Spatial optical techniques have shown great potential in the field of information security to encode high-security images. Among them, the dual random phase encoding method (DRPE) has received much attention, since it was proposed by Réfrégier and Javidi at the middle 1990s. Since then, a number of works in the field were proposed introducing different variations of this technique. On the other hand, the space-time duality refers to the close mathematical analogy that exists between the equations describing the paraxial diffraction of beams in space and the first-order temporal dispersion of optical pulses in dielectric media. It is generally used for extending to the temporal domain well-known properties of spatial optical configurations. In this work it is developed a new approach to the secure data transmission problem in fiber optic links. We propose the encoding of time-varying optical signals, mainly for short-haul applications, with encryption methods that can be considered the time domain counterparts of the DRPE, and two of its more frequent variations: the fractional Fourier transform DRPE and the Fresnel transform encoding.
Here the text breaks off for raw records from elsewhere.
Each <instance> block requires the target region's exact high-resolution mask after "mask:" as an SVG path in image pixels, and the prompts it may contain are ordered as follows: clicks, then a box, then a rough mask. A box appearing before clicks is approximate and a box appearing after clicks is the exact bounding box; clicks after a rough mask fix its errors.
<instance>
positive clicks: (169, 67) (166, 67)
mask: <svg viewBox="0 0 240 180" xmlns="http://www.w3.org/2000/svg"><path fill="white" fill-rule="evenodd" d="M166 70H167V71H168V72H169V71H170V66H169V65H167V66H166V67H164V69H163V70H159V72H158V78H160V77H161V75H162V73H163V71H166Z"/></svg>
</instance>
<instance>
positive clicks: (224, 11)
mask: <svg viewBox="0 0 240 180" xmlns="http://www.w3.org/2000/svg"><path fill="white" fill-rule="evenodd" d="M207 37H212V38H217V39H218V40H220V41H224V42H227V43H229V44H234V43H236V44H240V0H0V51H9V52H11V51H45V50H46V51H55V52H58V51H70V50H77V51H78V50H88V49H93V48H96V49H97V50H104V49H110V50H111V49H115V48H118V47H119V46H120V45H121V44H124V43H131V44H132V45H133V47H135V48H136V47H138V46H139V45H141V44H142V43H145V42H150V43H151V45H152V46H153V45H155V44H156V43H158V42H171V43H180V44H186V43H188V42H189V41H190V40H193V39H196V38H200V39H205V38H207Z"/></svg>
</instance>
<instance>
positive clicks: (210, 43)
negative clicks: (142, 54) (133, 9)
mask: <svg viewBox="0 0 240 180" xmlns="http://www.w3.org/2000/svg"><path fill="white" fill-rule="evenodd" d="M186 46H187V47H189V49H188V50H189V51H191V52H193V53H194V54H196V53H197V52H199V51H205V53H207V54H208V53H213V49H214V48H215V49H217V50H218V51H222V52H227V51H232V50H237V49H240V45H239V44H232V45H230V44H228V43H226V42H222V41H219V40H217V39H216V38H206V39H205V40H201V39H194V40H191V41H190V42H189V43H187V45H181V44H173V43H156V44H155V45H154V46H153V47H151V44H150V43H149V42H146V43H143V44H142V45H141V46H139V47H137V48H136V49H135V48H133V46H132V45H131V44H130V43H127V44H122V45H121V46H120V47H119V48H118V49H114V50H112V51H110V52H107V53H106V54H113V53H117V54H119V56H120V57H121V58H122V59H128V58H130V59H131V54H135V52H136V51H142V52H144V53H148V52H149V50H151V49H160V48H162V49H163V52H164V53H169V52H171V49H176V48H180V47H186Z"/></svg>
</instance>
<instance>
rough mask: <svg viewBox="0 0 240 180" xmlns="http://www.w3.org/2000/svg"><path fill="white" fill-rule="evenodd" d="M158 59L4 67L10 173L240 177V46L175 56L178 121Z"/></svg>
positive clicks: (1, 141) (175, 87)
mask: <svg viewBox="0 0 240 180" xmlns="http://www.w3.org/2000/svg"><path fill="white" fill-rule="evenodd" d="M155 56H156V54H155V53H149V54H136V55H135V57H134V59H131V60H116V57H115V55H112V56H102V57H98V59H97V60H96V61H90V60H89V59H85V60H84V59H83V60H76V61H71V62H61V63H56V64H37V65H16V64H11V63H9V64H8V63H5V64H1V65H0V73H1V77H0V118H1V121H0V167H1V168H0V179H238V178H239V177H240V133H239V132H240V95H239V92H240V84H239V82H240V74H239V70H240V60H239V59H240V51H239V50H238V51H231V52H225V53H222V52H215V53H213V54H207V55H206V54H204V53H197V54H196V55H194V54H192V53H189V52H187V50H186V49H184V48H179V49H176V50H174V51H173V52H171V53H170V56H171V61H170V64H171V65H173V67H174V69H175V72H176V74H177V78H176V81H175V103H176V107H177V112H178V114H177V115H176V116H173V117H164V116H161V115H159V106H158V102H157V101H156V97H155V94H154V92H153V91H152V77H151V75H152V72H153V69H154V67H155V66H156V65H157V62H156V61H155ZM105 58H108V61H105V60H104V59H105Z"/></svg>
Further, as performance is a very relevant subject in fiber optic links, we will analyze mechanisms to produce time limited, as well as bandwidth limited, encoded signals. To this end, the different signal broadenings produced by each stage of the encoding process in both, time and frequency domains, are analyzed by using the Wigner distribution function formalism, and general expressions for the time width, as well as the bandwidth, at all encryption stages are obtained. The numerical simulations show the good system performances, and a comparison between the different encryption processes is made. Furthermore, the robustness of the proposed methods is analyzed against the variation of typical parameters of the encryption-decryption setup. Finally, the implementation of this proposal with current photonic technology is discussed.